Je vais fermer les yeux et imaginer Jésus qui me regarde avec beaucoup d’amour et me raconte à moi cette histoire, que j’écoute de nouveau : Un homme descendait de Jérusalem à Jéricho, et il tomba sur des bandits ; ceux-ci, après l’avoir dépouillé et roué de coups, s’en allèrent, le laissant à moitié mort. Par hasard, un prêtre descendait par ce chemin ; il le vit et passa de l’autre côté. De même un lévite arriva à cet endroit ; il le vit et passa de l’autre côté. Mais un Samaritain, qui était en route, arriva près de lui ; il le vit et fut saisi de compassion. Il s’approcha, et pansa ses blessures en y versant de l’huile et du vin ; puis il le chargea sur sa propre monture, le conduisit dans une auberge et prit soin de lui. Le lendemain, il sortit deux pièces d’argent, et les donna à l’aubergiste, en lui disant : “Prends soin de lui ; tout ce que tu auras dépensé en plus, je te le rendrai quand je repasserai.

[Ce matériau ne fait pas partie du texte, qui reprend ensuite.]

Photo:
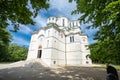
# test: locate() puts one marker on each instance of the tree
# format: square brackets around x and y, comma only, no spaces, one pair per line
[15,53]
[104,15]
[18,12]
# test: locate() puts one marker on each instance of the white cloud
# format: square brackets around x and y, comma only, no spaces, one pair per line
[64,7]
[20,41]
[40,21]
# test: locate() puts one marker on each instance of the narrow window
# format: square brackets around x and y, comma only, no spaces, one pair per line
[61,35]
[47,43]
[72,38]
[63,22]
[52,18]
[73,24]
[76,24]
[48,33]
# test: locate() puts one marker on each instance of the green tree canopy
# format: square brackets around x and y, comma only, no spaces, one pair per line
[15,53]
[104,15]
[18,12]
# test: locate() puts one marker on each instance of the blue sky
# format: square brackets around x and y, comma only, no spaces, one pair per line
[57,8]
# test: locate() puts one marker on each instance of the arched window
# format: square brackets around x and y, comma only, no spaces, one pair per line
[63,23]
[47,43]
[48,33]
[71,38]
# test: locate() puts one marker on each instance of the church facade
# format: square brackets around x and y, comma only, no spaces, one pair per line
[61,42]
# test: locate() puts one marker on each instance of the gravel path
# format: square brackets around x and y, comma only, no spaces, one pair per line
[36,71]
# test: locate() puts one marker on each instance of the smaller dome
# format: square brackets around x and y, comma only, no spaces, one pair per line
[52,20]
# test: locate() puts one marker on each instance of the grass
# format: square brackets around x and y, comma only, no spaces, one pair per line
[104,66]
[5,62]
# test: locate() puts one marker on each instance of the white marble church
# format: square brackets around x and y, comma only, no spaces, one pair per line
[60,43]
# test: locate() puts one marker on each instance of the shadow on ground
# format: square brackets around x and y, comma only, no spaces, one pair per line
[36,71]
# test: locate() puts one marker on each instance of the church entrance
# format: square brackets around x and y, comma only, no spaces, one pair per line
[39,53]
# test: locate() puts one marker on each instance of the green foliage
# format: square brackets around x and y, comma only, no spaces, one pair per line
[104,15]
[14,53]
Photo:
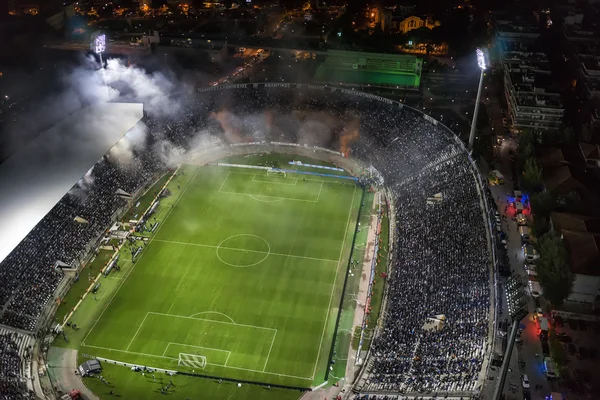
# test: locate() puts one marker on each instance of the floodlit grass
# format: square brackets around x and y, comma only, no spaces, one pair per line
[126,384]
[78,288]
[245,270]
[144,202]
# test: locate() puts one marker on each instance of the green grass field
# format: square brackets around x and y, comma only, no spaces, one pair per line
[244,272]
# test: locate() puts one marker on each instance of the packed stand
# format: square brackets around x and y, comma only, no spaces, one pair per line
[15,349]
[28,274]
[441,269]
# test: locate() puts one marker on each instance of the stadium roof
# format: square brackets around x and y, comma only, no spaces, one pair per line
[34,179]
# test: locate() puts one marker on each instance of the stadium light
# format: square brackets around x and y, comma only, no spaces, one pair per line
[482,62]
[98,44]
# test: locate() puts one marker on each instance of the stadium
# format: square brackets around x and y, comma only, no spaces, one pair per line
[224,241]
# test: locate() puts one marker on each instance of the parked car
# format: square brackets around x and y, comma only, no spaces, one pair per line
[545,349]
[564,338]
[525,381]
[539,313]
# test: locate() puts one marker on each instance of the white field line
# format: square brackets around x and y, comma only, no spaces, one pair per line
[340,180]
[136,332]
[140,258]
[334,282]
[212,320]
[249,251]
[128,352]
[269,354]
[223,184]
[197,347]
[271,197]
[214,365]
[274,183]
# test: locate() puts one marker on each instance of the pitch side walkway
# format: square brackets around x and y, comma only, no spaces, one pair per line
[345,385]
[62,364]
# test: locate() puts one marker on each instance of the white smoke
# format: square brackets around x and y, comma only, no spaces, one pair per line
[121,83]
[87,180]
[123,150]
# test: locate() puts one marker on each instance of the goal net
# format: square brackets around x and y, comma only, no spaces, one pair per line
[272,171]
[192,360]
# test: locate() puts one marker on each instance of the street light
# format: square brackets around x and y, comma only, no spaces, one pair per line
[482,62]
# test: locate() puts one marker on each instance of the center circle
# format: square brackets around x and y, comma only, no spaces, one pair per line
[243,250]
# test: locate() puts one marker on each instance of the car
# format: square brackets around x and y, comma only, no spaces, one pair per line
[564,338]
[586,376]
[539,313]
[525,381]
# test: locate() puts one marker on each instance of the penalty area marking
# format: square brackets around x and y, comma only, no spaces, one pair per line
[247,251]
[199,347]
[274,199]
[215,365]
[295,180]
[214,312]
[210,246]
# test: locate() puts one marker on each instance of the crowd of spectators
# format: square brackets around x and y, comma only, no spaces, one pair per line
[440,272]
[33,271]
[14,350]
[441,260]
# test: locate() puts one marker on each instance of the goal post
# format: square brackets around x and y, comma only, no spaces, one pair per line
[271,171]
[192,360]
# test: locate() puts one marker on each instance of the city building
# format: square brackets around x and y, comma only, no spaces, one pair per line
[401,19]
[532,99]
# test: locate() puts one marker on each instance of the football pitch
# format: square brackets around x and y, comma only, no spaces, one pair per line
[241,280]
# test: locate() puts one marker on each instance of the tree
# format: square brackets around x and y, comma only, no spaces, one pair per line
[559,356]
[526,141]
[483,146]
[532,175]
[542,203]
[554,272]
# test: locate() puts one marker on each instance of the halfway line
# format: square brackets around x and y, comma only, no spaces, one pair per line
[248,251]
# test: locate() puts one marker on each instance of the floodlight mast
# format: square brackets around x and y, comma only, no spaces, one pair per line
[483,64]
[100,46]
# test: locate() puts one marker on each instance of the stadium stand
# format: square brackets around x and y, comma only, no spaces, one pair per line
[440,267]
[15,351]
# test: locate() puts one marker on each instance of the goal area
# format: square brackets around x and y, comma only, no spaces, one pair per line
[192,360]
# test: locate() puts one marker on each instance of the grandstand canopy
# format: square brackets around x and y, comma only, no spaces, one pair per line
[34,179]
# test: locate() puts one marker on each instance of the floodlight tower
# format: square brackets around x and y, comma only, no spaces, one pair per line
[99,45]
[482,62]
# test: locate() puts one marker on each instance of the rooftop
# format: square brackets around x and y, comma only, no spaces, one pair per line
[508,25]
[583,249]
[534,89]
[574,222]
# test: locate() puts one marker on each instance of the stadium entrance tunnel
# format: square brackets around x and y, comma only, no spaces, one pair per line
[243,250]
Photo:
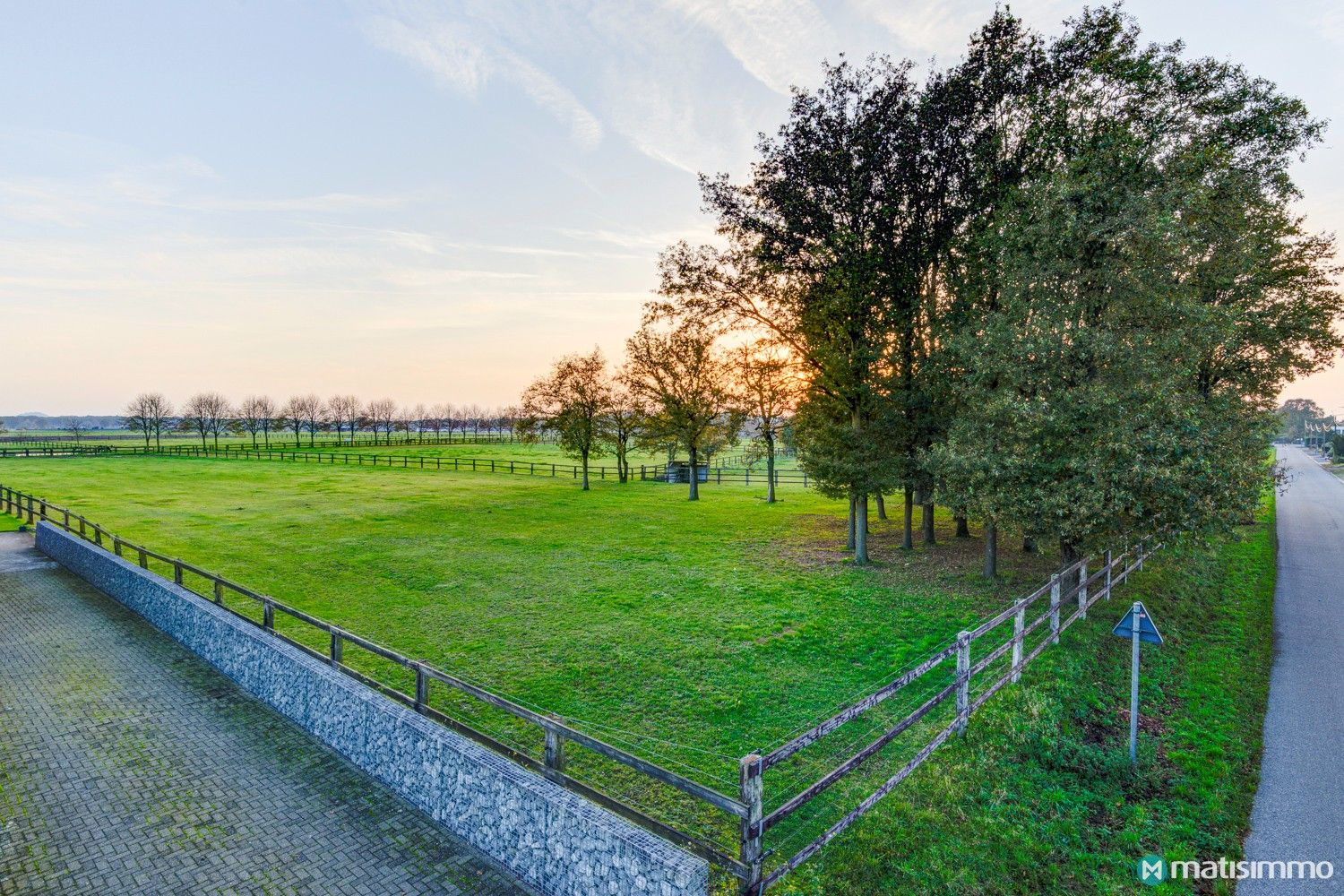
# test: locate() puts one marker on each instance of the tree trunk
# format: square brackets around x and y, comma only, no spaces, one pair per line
[991,549]
[849,540]
[695,474]
[860,530]
[908,536]
[769,468]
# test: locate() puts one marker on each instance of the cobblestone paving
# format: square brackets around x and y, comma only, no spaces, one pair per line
[129,766]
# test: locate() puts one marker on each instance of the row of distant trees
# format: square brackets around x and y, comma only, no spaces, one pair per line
[211,416]
[1055,287]
[679,389]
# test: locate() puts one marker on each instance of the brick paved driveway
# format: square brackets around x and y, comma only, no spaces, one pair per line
[129,766]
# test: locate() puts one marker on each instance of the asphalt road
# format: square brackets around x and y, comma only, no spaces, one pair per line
[1298,809]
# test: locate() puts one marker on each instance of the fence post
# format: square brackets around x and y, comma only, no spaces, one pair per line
[962,680]
[1054,607]
[752,793]
[554,751]
[421,688]
[1082,590]
[1019,624]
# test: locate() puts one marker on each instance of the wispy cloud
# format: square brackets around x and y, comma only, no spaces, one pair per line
[780,42]
[467,61]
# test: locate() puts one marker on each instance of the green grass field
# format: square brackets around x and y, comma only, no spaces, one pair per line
[695,633]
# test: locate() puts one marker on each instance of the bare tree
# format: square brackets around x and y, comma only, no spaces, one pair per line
[255,414]
[206,414]
[573,401]
[266,417]
[344,411]
[418,419]
[768,390]
[685,381]
[440,416]
[297,413]
[382,416]
[77,426]
[148,414]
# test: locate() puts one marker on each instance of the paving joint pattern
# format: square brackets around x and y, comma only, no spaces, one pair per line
[131,766]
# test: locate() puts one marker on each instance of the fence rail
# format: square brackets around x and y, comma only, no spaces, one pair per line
[1070,587]
[653,473]
[1080,594]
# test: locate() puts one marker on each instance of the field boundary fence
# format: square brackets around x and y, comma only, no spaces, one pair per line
[1053,607]
[281,438]
[652,473]
[558,734]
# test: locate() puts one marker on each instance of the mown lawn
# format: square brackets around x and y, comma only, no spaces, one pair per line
[694,633]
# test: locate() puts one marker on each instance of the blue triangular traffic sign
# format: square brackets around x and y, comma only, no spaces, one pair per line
[1147,630]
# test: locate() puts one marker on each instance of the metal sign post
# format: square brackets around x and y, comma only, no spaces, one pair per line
[1136,625]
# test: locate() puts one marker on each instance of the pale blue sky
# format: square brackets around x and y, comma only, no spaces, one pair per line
[430,201]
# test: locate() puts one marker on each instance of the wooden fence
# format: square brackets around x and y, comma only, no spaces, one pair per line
[558,735]
[281,438]
[1073,590]
[1070,592]
[656,473]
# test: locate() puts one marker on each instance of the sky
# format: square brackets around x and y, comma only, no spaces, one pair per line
[433,201]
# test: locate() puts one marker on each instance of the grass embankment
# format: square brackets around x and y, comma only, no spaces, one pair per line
[725,625]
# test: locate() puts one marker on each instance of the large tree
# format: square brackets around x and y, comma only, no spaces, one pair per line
[832,249]
[685,381]
[1132,306]
[624,424]
[573,402]
[768,389]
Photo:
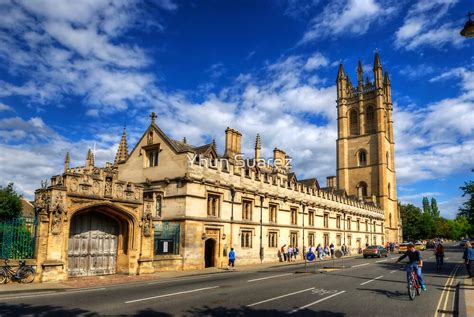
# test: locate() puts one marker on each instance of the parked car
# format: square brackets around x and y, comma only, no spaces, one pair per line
[403,247]
[375,251]
[430,244]
[420,246]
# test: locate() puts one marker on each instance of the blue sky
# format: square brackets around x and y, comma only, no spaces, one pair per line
[72,74]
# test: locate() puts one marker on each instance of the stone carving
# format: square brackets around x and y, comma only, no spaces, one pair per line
[57,215]
[147,221]
[108,187]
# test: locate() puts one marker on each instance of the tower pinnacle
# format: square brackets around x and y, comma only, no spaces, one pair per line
[122,151]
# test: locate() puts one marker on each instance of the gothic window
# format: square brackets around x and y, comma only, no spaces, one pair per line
[158,205]
[152,157]
[362,189]
[272,239]
[273,213]
[213,205]
[247,210]
[294,216]
[311,218]
[353,122]
[370,119]
[246,239]
[362,158]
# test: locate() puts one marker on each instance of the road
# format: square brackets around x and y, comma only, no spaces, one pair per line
[370,287]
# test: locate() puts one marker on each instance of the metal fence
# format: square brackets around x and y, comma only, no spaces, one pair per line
[166,240]
[18,238]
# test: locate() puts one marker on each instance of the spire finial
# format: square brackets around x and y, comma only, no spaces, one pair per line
[258,142]
[153,117]
[122,151]
[67,160]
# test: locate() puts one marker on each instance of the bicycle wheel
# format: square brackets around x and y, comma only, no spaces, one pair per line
[27,275]
[3,276]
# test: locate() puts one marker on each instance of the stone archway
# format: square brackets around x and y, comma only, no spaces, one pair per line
[92,244]
[210,248]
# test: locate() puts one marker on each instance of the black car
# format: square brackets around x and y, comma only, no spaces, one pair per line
[375,251]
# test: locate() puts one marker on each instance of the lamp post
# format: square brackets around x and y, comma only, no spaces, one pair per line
[261,228]
[232,195]
[468,29]
[304,254]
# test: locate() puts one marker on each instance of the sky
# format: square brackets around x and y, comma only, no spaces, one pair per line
[74,73]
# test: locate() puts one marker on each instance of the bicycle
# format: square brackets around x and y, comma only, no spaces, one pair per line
[414,287]
[23,274]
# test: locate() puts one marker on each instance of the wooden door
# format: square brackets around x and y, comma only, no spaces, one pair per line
[92,247]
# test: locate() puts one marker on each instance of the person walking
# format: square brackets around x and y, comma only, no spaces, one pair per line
[332,248]
[320,251]
[283,252]
[468,257]
[231,259]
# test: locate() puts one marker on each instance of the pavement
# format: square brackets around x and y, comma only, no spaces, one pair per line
[369,287]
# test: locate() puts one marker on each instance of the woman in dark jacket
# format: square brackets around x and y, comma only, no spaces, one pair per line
[468,257]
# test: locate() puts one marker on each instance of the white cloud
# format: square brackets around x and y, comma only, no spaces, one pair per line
[423,26]
[4,107]
[352,17]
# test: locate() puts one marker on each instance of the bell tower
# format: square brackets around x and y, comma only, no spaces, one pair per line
[365,144]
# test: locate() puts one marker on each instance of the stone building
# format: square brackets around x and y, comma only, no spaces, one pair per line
[168,205]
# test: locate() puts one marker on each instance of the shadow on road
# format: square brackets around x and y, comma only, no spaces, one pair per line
[244,311]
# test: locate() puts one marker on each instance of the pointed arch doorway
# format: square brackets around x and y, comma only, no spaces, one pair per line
[210,253]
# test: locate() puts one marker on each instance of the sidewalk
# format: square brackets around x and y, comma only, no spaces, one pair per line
[466,297]
[120,279]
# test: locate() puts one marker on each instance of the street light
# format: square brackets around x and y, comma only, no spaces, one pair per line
[468,29]
[261,229]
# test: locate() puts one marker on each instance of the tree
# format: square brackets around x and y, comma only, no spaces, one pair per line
[10,202]
[426,206]
[434,207]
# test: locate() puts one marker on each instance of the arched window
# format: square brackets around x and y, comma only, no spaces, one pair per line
[362,190]
[353,122]
[370,119]
[362,158]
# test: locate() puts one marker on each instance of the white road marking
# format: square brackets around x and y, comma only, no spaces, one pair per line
[314,303]
[372,280]
[172,294]
[180,279]
[266,278]
[278,297]
[444,292]
[28,295]
[85,290]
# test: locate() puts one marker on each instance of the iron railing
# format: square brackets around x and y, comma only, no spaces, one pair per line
[18,238]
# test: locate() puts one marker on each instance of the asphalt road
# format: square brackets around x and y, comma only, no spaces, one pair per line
[370,287]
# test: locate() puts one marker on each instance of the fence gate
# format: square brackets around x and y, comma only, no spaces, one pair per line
[18,238]
[92,247]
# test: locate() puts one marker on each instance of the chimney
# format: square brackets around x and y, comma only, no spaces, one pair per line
[279,157]
[232,143]
[258,147]
[331,181]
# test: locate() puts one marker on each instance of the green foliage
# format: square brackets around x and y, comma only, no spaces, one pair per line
[10,202]
[434,208]
[16,239]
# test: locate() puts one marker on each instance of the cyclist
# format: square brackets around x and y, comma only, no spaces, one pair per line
[439,253]
[415,262]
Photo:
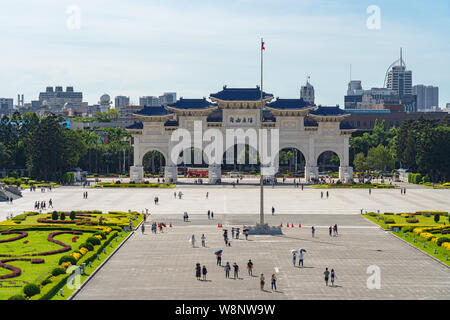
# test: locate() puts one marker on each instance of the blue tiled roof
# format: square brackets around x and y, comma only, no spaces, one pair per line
[268,116]
[289,104]
[346,125]
[215,116]
[328,111]
[192,104]
[171,123]
[240,94]
[153,111]
[136,125]
[309,122]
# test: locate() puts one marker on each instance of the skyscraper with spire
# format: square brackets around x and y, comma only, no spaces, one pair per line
[307,92]
[398,78]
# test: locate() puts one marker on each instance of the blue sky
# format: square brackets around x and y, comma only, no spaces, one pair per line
[194,47]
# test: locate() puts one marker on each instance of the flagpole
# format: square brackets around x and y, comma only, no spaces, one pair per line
[261,205]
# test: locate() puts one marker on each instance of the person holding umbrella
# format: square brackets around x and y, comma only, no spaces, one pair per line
[300,257]
[198,271]
[219,257]
[294,256]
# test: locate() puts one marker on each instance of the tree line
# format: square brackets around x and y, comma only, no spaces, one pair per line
[47,149]
[421,145]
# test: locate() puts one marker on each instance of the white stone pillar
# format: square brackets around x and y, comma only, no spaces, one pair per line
[171,173]
[137,174]
[311,172]
[214,173]
[346,174]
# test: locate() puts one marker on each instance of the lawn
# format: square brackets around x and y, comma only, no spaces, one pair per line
[419,233]
[354,186]
[33,242]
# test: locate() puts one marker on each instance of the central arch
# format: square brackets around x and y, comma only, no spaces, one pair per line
[242,158]
[291,161]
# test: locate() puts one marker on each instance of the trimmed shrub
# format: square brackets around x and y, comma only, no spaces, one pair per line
[437,217]
[100,233]
[31,289]
[58,271]
[442,240]
[70,259]
[94,241]
[86,245]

Que veut me dire Jésus aujourd’hui avec cette histoire ?
Comme il s’agit de quelque chose de plus personnel, on peut très bien ne pas partager.
Cœur à cœur
Allons sur le tapis, nous faire tout petits, tout près de Dieu, pour le rencontrer dans le silence. Jésus m’a dit quelque chose aujourd’hui, qu’est-ce que j’ai envie de lui répondre ? Peut-être que j’ai quelque chose à lui demander. Dans le secret de mon cœur je lui parle ouvertement.